In her Wall Street Journal essay on “Dunkirk,” Dorothy Rabinowitz chastised Nolan for minimizing Churchill’s role in turning the debacle of Dunkirk into a rousing call to arms. The British and the French were trounced, but an armada of English pleasure boats and fishing vessels crossed the Channel and plucked around 340,000 men off the beach. Many lives were saved; maybe England itself.

But to my mind, Nolan’s most egregious error was to white-out the Germans. I am not a German bitter-ender. I am, though, a German never-forgetter. In my several visits to Germany I have written in admiration of that country’s strenuous efforts to face its past and make amends. In that regard, it has done better than France, whose complicity in the roundup and murder of its Jews was only tardily acknowledg­ed. America, too, has been reluctant to come to terms with the horrors of slavery.

Germany’s crimes were recent and of such a scale and depravity that, unless constantly faced, they will come to seem fictitious. Germany is special because in the pre-Nazi era it was — as it has again become — a center of European culture, not just the inevitable cliches about Beethoven and Brahms, but of avant-garde cinema, gay night life, vibrant journalism, great theater and Daimlers swooshing down Berlin’s Unter den Linden.
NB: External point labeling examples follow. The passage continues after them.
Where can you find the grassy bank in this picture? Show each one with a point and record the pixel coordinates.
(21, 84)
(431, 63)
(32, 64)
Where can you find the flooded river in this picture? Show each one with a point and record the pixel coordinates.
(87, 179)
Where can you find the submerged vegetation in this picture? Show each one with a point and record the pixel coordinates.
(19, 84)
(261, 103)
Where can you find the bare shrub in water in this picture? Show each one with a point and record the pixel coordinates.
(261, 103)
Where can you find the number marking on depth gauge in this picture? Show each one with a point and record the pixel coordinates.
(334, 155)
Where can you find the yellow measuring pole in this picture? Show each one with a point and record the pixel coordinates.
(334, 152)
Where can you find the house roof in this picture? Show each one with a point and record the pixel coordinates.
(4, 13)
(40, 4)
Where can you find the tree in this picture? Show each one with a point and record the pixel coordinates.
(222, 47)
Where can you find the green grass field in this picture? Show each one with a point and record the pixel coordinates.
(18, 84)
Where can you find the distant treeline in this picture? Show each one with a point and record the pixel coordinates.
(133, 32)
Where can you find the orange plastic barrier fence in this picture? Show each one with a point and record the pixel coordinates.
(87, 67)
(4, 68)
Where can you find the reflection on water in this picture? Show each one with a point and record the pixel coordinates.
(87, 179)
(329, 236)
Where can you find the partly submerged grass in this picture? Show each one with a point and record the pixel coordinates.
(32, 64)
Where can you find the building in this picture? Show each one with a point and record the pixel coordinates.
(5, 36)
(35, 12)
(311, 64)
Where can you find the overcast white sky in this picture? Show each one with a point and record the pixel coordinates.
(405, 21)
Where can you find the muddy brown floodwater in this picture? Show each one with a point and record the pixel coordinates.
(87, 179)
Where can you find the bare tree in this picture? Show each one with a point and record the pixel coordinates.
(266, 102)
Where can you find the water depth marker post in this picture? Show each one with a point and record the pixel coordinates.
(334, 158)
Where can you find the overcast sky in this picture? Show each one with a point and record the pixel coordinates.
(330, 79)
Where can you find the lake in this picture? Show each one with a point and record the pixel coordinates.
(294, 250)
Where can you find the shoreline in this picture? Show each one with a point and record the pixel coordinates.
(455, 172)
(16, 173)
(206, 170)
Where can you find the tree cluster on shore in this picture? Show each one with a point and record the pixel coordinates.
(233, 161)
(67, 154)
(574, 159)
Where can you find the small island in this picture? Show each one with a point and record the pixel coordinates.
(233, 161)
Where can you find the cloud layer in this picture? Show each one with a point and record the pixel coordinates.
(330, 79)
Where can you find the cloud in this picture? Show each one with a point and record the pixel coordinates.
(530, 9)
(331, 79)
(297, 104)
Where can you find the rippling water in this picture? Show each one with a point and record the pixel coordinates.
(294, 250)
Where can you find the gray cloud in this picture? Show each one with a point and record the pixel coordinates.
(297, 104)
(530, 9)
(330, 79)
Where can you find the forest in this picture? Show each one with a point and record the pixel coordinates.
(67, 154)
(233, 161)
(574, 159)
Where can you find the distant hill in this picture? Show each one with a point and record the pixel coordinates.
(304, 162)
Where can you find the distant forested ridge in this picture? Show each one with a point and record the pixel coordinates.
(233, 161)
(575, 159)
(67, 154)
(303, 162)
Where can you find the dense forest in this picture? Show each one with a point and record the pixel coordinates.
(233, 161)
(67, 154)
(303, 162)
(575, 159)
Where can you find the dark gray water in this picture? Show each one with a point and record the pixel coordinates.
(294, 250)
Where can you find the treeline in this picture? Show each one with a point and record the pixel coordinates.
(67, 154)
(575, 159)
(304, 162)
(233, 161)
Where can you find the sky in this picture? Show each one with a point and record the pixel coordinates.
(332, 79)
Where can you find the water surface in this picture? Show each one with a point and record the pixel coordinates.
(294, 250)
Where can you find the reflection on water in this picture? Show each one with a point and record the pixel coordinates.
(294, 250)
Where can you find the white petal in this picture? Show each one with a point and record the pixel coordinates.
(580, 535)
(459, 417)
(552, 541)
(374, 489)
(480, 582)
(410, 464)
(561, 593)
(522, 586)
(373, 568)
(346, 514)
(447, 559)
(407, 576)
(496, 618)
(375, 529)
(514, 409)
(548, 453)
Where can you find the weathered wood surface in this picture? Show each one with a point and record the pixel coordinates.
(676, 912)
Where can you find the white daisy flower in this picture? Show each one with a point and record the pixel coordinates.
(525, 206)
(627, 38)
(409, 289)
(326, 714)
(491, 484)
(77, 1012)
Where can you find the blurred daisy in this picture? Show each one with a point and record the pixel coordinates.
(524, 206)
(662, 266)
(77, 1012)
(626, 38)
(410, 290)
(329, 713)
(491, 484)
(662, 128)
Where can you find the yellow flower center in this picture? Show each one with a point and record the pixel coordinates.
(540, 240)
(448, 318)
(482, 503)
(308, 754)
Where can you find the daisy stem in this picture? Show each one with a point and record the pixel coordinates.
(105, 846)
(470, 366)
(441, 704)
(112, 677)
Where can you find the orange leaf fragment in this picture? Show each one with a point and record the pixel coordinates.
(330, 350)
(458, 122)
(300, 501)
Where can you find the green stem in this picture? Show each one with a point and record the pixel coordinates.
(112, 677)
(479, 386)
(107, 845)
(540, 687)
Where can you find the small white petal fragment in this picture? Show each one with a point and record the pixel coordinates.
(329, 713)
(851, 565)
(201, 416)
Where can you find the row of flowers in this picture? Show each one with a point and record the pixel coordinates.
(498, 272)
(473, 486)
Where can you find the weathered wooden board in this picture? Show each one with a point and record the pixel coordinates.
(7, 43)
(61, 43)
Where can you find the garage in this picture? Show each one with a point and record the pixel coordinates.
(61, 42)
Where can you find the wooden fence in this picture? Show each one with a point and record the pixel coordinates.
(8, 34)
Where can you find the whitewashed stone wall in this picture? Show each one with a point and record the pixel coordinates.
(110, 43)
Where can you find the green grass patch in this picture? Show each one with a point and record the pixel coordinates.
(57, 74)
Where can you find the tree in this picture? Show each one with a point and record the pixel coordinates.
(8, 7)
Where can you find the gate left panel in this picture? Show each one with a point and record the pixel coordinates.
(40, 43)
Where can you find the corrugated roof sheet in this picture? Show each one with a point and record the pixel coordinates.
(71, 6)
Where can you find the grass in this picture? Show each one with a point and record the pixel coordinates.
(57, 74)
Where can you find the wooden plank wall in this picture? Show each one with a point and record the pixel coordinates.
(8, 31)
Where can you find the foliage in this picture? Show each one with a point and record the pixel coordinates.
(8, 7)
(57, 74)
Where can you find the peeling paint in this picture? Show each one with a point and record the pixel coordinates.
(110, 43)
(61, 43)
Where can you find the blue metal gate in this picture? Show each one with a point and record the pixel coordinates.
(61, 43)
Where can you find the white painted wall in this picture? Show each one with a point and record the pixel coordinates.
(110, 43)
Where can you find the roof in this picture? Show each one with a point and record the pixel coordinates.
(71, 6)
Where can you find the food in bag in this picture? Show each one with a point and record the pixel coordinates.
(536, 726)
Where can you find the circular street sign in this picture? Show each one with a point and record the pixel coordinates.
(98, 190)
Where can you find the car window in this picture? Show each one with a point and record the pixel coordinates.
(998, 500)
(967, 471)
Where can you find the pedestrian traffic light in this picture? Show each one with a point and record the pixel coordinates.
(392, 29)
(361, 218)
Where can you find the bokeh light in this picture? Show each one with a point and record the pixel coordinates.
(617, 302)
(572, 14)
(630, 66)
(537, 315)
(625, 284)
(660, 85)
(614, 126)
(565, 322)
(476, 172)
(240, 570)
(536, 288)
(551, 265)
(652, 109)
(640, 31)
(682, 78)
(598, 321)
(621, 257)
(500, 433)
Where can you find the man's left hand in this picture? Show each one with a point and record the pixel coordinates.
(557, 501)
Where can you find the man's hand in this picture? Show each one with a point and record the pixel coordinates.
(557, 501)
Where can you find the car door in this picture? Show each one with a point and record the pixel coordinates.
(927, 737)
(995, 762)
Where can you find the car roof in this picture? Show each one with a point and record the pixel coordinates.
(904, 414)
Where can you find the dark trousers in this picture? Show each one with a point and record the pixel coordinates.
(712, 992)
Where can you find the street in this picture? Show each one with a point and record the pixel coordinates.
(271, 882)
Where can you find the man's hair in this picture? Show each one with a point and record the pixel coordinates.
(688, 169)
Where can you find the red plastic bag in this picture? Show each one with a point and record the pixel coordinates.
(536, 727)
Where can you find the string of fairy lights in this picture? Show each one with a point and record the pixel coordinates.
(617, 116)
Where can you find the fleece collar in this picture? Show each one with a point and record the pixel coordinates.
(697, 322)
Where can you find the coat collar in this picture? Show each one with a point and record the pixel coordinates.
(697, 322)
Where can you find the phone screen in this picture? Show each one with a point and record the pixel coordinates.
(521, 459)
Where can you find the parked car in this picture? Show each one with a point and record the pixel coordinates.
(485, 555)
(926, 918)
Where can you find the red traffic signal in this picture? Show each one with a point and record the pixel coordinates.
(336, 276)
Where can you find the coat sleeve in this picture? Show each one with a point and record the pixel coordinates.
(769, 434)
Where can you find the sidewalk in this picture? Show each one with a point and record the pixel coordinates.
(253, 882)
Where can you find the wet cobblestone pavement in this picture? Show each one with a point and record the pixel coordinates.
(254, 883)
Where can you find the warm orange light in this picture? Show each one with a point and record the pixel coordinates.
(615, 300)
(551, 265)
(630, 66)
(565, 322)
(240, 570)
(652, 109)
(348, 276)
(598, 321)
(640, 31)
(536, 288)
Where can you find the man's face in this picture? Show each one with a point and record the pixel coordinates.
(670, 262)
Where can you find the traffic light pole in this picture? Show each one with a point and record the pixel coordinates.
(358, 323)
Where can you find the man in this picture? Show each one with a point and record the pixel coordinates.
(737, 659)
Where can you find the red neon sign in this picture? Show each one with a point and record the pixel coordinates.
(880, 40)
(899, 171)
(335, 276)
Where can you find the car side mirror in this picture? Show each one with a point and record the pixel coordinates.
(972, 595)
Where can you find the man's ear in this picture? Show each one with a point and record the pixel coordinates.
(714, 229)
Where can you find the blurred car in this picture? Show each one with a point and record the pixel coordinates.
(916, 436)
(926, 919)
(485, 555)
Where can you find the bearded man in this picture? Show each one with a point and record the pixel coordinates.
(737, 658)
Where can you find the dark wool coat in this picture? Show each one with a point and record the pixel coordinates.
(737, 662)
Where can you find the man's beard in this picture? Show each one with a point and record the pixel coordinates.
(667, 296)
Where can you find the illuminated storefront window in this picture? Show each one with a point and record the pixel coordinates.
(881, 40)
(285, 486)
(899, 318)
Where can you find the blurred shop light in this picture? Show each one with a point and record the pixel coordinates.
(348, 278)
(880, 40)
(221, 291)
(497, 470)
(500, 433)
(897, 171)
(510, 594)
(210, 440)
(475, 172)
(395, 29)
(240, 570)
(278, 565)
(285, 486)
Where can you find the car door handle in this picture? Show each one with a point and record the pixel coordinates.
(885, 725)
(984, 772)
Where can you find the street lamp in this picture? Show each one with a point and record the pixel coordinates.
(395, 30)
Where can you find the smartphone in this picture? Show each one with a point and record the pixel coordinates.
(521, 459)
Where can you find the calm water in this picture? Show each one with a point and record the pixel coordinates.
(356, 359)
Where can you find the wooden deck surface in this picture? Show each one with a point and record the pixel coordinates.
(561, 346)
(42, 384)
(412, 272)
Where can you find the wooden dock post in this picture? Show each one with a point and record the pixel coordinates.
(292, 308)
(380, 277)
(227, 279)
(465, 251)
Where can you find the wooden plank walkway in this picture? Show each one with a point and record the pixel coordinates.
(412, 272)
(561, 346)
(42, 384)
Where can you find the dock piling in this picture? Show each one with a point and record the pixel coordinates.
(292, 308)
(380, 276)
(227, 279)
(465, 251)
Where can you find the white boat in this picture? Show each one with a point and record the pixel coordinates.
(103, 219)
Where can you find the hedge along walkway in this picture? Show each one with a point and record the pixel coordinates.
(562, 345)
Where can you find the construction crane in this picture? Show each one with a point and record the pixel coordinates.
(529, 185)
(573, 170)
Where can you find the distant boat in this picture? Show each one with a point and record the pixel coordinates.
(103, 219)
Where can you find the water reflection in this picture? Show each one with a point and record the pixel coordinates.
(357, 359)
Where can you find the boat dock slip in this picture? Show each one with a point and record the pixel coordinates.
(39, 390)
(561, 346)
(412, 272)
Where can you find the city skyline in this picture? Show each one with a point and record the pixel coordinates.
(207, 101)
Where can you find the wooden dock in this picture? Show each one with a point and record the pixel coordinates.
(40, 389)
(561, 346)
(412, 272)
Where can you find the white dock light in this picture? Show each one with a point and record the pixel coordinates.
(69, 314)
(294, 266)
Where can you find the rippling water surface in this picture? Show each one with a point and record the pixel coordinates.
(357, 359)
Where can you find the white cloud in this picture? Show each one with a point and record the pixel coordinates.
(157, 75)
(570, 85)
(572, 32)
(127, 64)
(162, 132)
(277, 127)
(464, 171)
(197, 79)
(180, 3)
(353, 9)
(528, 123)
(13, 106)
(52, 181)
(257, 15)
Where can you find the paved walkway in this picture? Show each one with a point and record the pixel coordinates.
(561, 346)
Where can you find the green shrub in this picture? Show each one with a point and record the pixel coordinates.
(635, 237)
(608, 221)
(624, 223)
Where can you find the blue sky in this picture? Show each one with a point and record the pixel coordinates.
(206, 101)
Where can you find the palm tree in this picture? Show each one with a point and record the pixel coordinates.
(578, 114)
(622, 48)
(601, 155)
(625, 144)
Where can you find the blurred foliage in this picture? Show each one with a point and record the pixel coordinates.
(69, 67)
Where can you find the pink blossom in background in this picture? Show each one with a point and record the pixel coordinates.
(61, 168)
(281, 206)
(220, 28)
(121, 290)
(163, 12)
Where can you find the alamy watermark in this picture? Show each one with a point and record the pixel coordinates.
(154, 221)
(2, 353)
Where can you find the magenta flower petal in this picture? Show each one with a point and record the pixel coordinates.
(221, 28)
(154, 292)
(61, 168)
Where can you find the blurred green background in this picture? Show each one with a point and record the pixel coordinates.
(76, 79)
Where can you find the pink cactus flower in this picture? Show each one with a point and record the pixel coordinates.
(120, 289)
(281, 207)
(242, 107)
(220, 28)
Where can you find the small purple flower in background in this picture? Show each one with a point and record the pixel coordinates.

In a blink of an eye, all but the cars were gone. Germany went mad.

Nolan had an obligation to suggest this context — and film reviewers had an obligation to note his reluctance. But not a single reviewer I’ve read faulted Nolan for removing Dunkirk from its context, or his insistence that ignorance is a cinematic virtue and that politics — which in this case was about who shall live and who shall die — would only muddy things up. This is especially the case in the age of Trump when it is necessary to appreciate that the ugliness he has exploited could escape its confines and metastasiz­e. Contrary to Nolan’s insistence, the politics of Dunkirk remains not only relevant, but urgent. Ignore it, and it will take you by the throat.

No British soldier called the men shooting at him “the enemy.” I checked with Michael Korda, author of a forthcomin­g book on Dunkirk (“Alone: Britain, Churchill, and Dunkirk: Defeat Into Victory”). The British called the Germans “Jerries.” They were real, upfront killers and included units of the SS who, at Dunkirk, murdered at least 80 British prisoners. These Germans fought in the cause of a huge evil and, because they lost, I write today. “The enemy”? It was then Germany. It is now ignorance.